On June 3rd, Antares is at opposition to the Sun, rising in the ESE at the same time the Sun sets in the WNW. Because of this, the star is visible from twilight to dawn during the month of June.
Antares is a red supergiant star, its diameter is 700 times that of our Sun. Earth would not exist in the Antares solar system since the star is so massive, Earth’s orbit would be well inside the star. In fact, the star is wider than the orbit of Mars, so Mars wouldn’t exist, either – I guess the anti-Mars wins…
Antares is a variable star, its brightness fluctuating between magnitudes 0.6 and 1.6. It’s also a binary star, meaning that it has a companion star, the two stars revolving around a common center of gravity. The companion star is called Antares B. It’s blue-white, a marvelous contrast to Antares’ red, and at magnitude 5.5, is much dimmer than the primary star.
Antares appears to sit within the Rho Ophiuchi Cloud Complex, an area of dust and gas that gives birth to stars. About 425 light years distant, the Cloud Complex is one of the closest stellar nurseries to our solar system. Antares is 550 light years away, so while it appears to be part of the Rho Ophiuchi Cloud Complex, it’s actually well behind and shining through it, as seen from Earth.
The Rho Ophiuchi Cloud Complex. Antares is the bright star below and left of center. The globular cluster Messier 4 is to the right of Antares. A second, smaller globular cluster, NGC 6144, can be seen above and to the right of Antares.
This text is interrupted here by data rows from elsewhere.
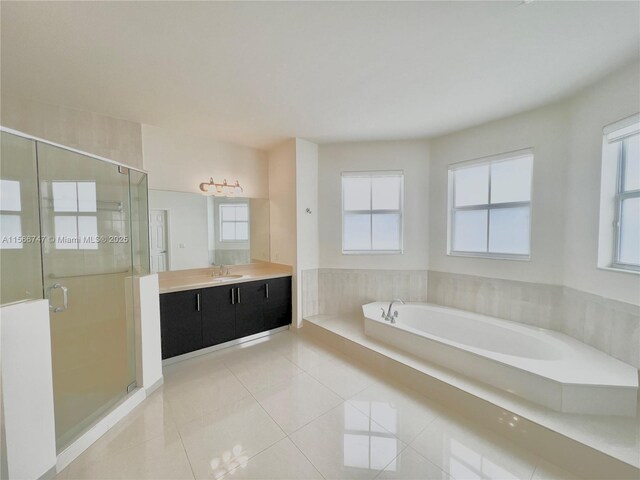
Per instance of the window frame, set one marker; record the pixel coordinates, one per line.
(620, 197)
(76, 215)
(247, 221)
(452, 209)
(371, 174)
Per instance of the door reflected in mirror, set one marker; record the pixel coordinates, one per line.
(190, 230)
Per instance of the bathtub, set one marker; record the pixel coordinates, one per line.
(544, 366)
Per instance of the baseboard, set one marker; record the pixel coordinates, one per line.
(101, 427)
(215, 348)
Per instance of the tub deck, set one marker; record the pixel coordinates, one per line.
(615, 437)
(567, 375)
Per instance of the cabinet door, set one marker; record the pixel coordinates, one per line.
(277, 314)
(249, 308)
(277, 305)
(218, 315)
(180, 322)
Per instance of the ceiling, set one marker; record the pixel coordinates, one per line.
(257, 73)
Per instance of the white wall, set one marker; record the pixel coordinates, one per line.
(567, 142)
(545, 130)
(27, 389)
(180, 162)
(410, 156)
(113, 138)
(617, 97)
(188, 226)
(282, 203)
(307, 197)
(307, 222)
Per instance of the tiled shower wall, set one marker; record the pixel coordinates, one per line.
(608, 325)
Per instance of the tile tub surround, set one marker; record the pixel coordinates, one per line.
(542, 366)
(306, 425)
(345, 291)
(593, 446)
(608, 325)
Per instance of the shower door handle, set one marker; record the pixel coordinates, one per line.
(65, 298)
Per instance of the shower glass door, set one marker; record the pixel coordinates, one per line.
(87, 271)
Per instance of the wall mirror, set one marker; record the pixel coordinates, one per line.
(190, 230)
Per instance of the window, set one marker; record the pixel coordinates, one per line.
(234, 222)
(490, 206)
(372, 212)
(75, 220)
(620, 196)
(10, 214)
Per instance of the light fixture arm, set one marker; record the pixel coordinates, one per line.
(221, 189)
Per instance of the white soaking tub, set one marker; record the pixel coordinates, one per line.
(543, 366)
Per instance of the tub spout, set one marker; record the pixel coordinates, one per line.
(389, 317)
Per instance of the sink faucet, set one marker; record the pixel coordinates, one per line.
(220, 272)
(387, 316)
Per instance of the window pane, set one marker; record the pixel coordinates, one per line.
(471, 186)
(357, 232)
(511, 180)
(630, 232)
(470, 231)
(10, 227)
(386, 193)
(242, 231)
(86, 196)
(386, 232)
(228, 231)
(87, 232)
(10, 195)
(66, 229)
(242, 213)
(509, 230)
(64, 197)
(632, 163)
(356, 192)
(228, 213)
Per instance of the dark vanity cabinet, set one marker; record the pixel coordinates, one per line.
(201, 318)
(277, 303)
(180, 322)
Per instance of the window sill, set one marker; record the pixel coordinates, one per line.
(373, 252)
(491, 256)
(619, 270)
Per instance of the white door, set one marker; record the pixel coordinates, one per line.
(158, 240)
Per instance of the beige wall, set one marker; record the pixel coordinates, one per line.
(545, 130)
(180, 162)
(567, 142)
(112, 138)
(617, 97)
(282, 211)
(282, 196)
(410, 156)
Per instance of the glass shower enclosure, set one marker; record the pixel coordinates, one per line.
(74, 230)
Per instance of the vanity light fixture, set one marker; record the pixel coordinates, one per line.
(220, 189)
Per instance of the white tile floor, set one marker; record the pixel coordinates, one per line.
(288, 408)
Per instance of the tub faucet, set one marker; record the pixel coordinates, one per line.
(392, 318)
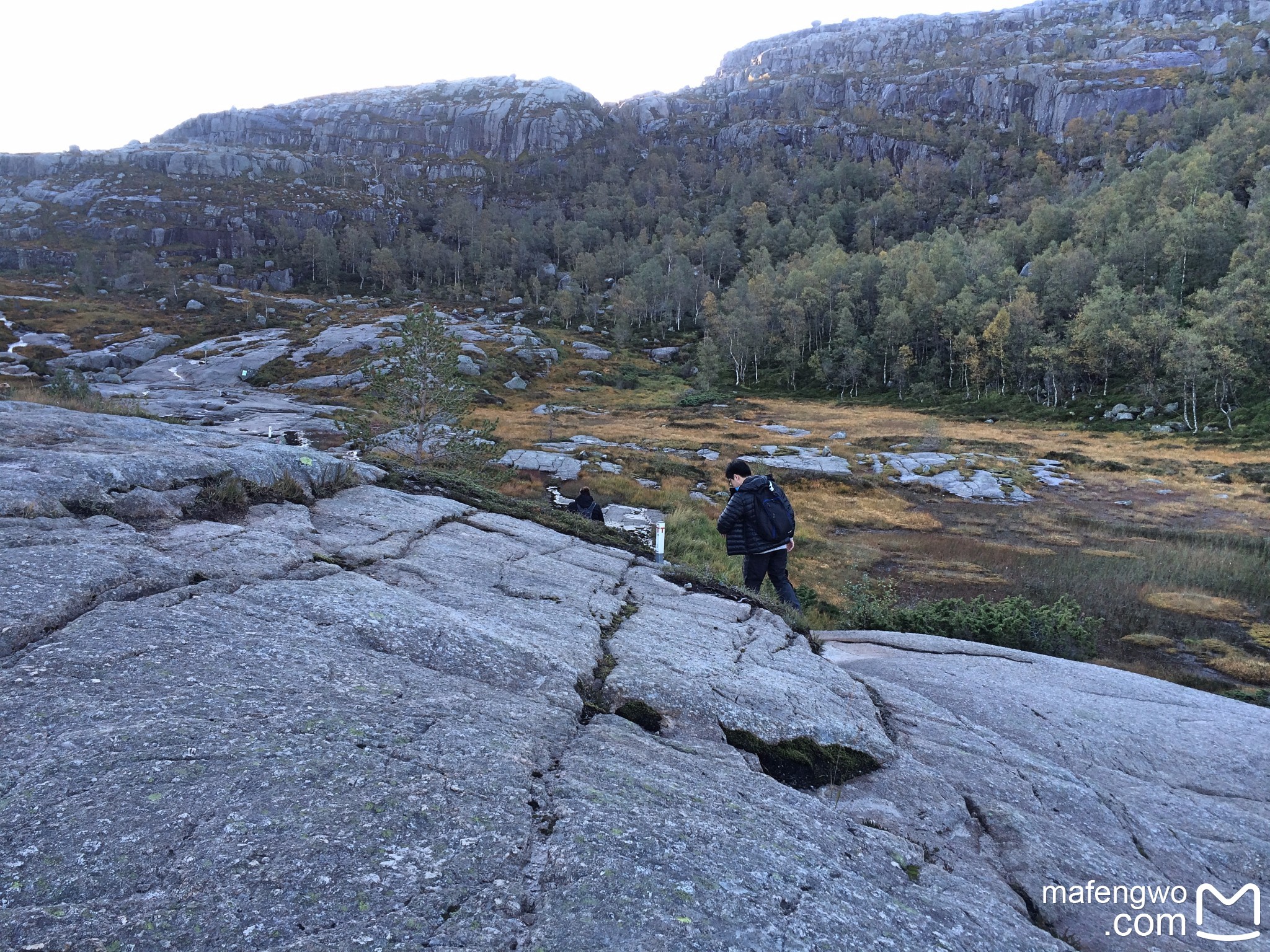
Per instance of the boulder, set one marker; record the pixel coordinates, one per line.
(591, 352)
(287, 723)
(558, 465)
Photo credit: Adam Block, Steward Observatory, University of Arizona.
June Night Sky Events:
June 10: New moon.
June 11: A thin crescent moon and Venus make a close pair in the evening twilight.
June 13: The Moon passes Mars in Cancer.
June 20: Summer solstice occurs at 9:21pm MDT when the Sun is at its northernmost position in the sky, as viewed from the northern hemisphere.
June 24: A full supermoon occurs at 12:40pm MDT. The Navajo people call a full moon, ‘haniibaaz.’
May’s full supermoon rises before the sun sets, giving it an indistinct appearance until the sky darkens.